LA FRANC-MAÇONNERIE ET SES QUALIFICATIFS

«Un maçon est obligé, de par sa tenure, d’obéir à la loi morale. S’il entend bien l’Art, il ne sera jamais un athée stupide ni un libertin irréligieux. Si, dans les temps anciens, les maçons étaient obligés, en tous les pays, de suivre la religion de ce pays ou de cette nation, on juge plus commode de nos jours de ne les obliger qu’envers la religion sur laquelle tous les hommes se mettent d’accord, laissant à chacun la liberté de ses opinions personnelles. Cette religion consiste à être hommes de bien et sincères, hommes d’honneur et de probité, quelles que soient les dénominations ou les croyances qui puissent les distinguer. Ce en quoi la maçonnerie devient le Centre de 1’Union et le moyen de réunir, par une vraie amitié, des gens qui sans elle seraient à jamais restés étrangers.» 

Cette Planche cherche à réfléchir sur le sujet de l’opposition entre une prétendue Franc-Maçonnerie «adogmatique (et libérale)» et une Franc-Maçonnerie dite « régulière ». Le sujet proposé provoque, d’immédiat, au rédacteur, quelque consternation; en découle une question, tenue ici comme chose sûre et acceptée, et que j’ose disséquer:

· Qu’est-ce que la Franc-Maçonnerie adogmatique?
· Qu’est-ce que la Franc-Maçonnerie régulière?

Laquelle remet, immédiatement, à une autre question également jugée pertinente:

· La Franc-Maçonnerie adogmatique et la Franc-Maçonnerie régulière seraient-elles des Sectes de la Franc-Maçonnerie Universelle?

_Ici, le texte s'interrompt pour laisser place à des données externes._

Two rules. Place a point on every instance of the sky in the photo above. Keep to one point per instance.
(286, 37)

Comme mes FFr.’.et SSr.’. certainement le comprennent, les questions indiquées ne constituent aucune provocation, mais elles méritent quelque réflexion. “L’intellectualité moderne ne peut pas continuer à se débattre entre deux enseignements qui excluent l’un et l’autre la pensée: entre les églises basées sur la foi aveugle et les écoles qui décrètent les dogmes de nos nouvelles croyances scientifiques. (…) Le penseur se fait lui-même: il est le fils de ses oeuvres. – la F.’.M.’. le sait, aussi évite-t-elle d’inculquer des dogmes. – Contrairement à toutes les églises, elle ne se prétend point en possession de la Vérité. – En Maçonnerie, on se borne à mettre en garde contre l’erreur, puis on exhorte chacun à chercher le Vrai, le Juste et le Beau.» Le Vrai, le Juste et le Beau, Mes FFr.’., la Sagesse, la Force et la Beauté ou la Liberté, l’Égalité et la Fraternité, ces trilogies jaillissent ainsi comme des attributs immuables et sûrs de notre Auguste Ordre. Je crois qu’aucun Franc-Maçon contemporain n’osera les questionner, puisqu’ils constituent, en même temps que l’Équerre, le Compas et le Livre de la Loi Sacrée, des Lumières de notre Rituel initiatique, de notre Serment, à la Gloire du Grand Architecte de l’Univers, qui qu’Il soit.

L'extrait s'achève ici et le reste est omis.